Set Per-Task Budgets
Limit how much any single task can spend. A runaway agent loop that keeps calling tools is the most common cause of unexpected costs. Set a hard cap (say, $1 per task) and fail gracefully when it’s hit.
Monitor and Alert
Track cost per task, cost per user, and total daily spend. Set alerts at 50%, 75%, and 90% of your daily budget. Catch runaway spending before it becomes a problem.
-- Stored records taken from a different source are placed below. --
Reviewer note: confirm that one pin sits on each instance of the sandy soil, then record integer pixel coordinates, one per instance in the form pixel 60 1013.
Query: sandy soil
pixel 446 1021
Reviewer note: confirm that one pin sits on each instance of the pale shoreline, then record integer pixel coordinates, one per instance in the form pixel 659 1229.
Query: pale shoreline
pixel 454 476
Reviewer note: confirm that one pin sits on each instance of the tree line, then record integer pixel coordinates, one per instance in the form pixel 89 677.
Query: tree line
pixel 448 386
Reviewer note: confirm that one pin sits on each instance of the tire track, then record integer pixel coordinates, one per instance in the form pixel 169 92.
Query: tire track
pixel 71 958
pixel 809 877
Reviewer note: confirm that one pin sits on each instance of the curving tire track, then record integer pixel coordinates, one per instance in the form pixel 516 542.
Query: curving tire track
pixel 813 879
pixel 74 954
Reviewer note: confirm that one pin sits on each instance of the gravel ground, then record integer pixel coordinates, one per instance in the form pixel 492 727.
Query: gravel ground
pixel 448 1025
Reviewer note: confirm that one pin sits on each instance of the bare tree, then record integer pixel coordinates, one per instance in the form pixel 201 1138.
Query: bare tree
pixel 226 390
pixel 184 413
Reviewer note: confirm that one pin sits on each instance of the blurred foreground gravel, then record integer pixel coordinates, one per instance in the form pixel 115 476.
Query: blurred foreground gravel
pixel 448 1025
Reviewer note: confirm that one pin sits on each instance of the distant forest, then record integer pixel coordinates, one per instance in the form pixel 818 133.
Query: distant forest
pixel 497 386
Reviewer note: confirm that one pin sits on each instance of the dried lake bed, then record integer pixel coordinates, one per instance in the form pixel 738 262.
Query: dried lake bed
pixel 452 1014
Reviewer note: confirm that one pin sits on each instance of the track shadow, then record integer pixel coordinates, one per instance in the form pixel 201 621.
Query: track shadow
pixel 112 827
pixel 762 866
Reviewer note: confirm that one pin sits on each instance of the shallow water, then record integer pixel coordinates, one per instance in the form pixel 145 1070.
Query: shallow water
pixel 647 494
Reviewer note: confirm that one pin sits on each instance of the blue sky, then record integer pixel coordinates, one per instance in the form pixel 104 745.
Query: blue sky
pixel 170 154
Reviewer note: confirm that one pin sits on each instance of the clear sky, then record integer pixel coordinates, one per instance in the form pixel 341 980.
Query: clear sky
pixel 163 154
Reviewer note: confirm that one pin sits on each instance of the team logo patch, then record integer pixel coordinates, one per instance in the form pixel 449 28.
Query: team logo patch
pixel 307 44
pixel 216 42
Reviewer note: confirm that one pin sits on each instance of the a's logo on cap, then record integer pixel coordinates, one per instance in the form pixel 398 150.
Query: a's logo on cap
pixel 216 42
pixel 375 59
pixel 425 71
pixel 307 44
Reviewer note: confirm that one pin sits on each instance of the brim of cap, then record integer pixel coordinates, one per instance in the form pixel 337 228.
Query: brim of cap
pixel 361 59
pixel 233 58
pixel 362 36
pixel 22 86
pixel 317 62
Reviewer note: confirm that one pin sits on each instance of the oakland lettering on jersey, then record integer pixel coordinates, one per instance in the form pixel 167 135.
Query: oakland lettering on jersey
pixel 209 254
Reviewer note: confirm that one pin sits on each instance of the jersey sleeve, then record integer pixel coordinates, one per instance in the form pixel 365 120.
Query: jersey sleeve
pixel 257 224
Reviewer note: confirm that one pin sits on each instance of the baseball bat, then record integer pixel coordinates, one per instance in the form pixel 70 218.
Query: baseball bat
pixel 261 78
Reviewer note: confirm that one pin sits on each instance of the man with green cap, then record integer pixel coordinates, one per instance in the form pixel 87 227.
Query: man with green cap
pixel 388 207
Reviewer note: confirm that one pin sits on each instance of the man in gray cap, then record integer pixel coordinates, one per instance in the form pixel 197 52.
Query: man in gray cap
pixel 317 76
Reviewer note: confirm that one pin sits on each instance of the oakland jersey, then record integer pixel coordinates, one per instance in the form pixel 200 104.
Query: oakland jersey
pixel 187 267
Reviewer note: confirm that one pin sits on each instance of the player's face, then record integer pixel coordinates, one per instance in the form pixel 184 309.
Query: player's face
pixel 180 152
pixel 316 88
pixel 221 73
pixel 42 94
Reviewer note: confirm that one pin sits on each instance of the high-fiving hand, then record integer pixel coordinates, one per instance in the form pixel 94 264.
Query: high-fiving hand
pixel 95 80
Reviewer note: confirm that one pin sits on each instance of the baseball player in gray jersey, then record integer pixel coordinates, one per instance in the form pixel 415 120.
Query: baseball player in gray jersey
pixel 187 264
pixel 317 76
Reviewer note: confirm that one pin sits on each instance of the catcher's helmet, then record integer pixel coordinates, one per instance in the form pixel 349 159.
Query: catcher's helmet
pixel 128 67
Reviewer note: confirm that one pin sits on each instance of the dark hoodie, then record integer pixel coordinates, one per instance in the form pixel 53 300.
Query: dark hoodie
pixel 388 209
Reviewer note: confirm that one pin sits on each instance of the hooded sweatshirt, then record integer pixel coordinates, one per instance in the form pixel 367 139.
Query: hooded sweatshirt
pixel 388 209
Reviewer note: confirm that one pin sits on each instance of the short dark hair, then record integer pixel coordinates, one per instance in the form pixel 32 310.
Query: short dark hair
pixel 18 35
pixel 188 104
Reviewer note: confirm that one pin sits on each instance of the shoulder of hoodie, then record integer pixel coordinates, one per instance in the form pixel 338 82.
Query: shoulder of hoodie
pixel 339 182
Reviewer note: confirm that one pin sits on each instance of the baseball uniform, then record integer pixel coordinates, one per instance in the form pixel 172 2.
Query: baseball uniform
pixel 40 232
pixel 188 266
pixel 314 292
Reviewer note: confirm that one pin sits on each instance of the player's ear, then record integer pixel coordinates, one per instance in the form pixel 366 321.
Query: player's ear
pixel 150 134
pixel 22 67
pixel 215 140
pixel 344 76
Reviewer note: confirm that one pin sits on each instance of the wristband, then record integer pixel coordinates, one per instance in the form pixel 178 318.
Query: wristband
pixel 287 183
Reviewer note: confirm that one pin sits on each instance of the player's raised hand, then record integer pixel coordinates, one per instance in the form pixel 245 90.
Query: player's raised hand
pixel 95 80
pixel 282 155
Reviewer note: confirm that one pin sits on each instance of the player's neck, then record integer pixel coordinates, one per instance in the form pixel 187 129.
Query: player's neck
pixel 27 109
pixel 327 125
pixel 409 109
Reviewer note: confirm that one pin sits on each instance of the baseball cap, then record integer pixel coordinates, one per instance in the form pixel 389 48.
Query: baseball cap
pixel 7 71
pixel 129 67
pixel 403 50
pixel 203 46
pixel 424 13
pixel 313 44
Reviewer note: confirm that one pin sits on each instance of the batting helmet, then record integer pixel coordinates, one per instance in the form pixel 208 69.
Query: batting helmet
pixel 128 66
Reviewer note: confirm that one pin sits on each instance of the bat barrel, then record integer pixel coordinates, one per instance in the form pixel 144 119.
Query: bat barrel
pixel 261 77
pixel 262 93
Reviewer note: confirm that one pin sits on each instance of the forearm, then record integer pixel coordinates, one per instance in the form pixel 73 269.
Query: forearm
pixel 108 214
Use Credits-Based Platforms
Platforms like AgentPatch use a prepaid credits model. You load a balance, and tool calls deduct from it. This creates a natural spending cap: the agent can’t spend more than what’s been prepaid. It also bundles small transactions, avoiding per-call credit card fees that would make micropayments uneconomical.
Batch When Possible
If your agent needs to make many similar tool calls, check whether the tool supports batch operations. Searching for 10 queries in a single call is usually cheaper than 10 separate calls.
The Trend
Costs are falling. LLM pricing has dropped 5 to 10x over the past year, and tool call pricing follows a similar trend as competition increases and infrastructure costs decrease.
The tasks that cost $0.50 today might cost $0.05 in a year. The agents that are borderline economical now will be clearly cost-effective soon. Build the cost monitoring infrastructure now, so you can track the improvement and expand your agent’s capabilities as costs come down.